In Part 2, data for each unit are entered or uploaded by the coordinator, or by designated
unit respondents (URs), whom the coordinator may assign as needed. Part 2 requests details about
graduate students, postdocs, and NFRs in each GSS-eligible unit. A paper worksheet
corresponding to Part 2 is provided with the survey materials sent to each coordinator, if
requested (See Attachment 1). Information can be compiled on this worksheet in preparation for
entry into the Web survey. Once a UR has completed Part 2, the UR submits data to the
coordinator, who reviews and revises the data as needed. Once all units are ready to submit, the
coordinator submits the school’s data to the GSS survey contractor. After data submission, the
coordinator can only view their data. The data are then reviewed by the survey contractor and any
questionable items are flagged for data review and follow-up. If the coordinator needs to make a
revision, the survey contractor can roll back the data submission so that the coordinator can make
the needed change and resubmit prior to the final survey close-out date.
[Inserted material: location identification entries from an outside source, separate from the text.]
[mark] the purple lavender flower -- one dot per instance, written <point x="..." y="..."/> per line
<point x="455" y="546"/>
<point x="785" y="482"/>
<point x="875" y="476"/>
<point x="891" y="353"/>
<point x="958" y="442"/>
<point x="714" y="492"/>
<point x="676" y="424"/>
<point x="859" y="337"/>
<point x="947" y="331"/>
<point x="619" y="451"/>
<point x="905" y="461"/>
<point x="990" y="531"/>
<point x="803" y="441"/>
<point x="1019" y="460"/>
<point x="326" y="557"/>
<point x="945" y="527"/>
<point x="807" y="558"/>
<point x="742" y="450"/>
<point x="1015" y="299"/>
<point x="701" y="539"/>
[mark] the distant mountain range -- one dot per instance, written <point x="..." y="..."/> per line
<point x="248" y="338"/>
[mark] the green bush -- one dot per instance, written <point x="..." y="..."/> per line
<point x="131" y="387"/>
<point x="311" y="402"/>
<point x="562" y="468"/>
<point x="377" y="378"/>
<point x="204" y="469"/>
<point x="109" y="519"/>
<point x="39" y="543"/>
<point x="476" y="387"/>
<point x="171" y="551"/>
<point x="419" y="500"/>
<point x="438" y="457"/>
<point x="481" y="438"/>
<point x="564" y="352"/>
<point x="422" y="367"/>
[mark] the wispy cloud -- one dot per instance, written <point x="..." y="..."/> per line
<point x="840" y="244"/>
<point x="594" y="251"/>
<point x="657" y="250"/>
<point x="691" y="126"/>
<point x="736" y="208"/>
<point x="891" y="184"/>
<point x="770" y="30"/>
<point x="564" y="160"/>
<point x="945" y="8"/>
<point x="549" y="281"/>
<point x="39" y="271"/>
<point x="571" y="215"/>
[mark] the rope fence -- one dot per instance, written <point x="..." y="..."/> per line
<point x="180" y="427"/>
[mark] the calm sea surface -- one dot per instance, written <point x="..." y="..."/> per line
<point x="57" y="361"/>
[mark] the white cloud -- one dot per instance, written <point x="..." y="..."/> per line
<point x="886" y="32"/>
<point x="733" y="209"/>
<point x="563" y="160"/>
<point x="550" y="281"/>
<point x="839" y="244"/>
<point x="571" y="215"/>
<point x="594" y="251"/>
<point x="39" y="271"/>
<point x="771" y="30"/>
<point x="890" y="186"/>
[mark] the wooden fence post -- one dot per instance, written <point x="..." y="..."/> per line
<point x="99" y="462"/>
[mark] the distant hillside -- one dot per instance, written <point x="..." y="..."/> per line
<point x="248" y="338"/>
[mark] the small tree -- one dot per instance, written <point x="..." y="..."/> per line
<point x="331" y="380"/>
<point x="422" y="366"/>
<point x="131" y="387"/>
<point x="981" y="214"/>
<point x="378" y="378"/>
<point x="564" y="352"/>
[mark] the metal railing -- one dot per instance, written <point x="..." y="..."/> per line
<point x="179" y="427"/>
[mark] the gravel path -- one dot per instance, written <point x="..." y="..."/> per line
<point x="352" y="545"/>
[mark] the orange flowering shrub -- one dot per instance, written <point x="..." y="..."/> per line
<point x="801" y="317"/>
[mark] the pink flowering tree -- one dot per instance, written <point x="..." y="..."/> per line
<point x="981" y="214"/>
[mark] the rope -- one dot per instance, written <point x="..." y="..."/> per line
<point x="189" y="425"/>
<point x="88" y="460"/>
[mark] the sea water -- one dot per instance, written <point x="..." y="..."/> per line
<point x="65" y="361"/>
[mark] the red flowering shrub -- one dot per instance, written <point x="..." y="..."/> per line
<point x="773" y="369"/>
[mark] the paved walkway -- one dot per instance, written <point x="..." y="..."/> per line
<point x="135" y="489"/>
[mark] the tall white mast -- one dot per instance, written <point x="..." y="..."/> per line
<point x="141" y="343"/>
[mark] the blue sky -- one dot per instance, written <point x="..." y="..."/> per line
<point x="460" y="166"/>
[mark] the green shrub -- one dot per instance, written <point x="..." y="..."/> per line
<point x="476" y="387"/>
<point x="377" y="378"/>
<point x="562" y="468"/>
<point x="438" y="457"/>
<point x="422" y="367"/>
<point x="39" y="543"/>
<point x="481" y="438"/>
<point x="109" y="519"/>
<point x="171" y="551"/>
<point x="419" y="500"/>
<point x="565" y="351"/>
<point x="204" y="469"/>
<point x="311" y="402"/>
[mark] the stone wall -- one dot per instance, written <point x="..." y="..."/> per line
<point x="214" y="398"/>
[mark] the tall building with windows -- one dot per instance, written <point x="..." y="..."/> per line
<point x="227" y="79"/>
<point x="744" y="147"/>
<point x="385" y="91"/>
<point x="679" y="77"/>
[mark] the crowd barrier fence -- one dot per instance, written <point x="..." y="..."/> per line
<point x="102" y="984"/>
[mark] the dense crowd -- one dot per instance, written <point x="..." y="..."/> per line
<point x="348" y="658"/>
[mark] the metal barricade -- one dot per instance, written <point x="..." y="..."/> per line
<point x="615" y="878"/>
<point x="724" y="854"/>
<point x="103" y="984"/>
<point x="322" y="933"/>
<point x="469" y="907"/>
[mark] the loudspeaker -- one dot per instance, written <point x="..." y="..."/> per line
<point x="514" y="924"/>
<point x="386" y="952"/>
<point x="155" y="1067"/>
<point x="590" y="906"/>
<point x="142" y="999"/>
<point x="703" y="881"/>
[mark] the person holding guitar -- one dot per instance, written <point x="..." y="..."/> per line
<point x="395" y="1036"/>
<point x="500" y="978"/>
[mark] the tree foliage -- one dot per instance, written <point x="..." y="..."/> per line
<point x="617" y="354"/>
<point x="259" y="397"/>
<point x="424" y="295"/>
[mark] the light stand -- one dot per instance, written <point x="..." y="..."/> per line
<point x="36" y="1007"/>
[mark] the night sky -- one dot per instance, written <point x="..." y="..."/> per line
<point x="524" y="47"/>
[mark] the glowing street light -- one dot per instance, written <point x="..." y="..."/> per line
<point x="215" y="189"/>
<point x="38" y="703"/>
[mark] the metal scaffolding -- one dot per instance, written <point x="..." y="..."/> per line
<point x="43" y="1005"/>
The SC serves as the point of contact at the institution for all internal and external
communications about the GSS. The SC’s responsibilities include notifying the URs of their
assignments and ensuring that the UR submits the completed data by the established due date.
Each GSS survey cycle begins with a pre-data collection e-mail to the SC from the
previous survey cycle to determine if he/she is still the appropriate contact for the upcoming
cycle. The e-mail is typically sent in early September with a telephone follow-up if confirmation
is not received. Once the SC is confirmed/updated, data collection commences. Data collection
begins in October with an e-mail and FedEx package providing the SC with Web access
information and information about the GSS-eligible degree programs.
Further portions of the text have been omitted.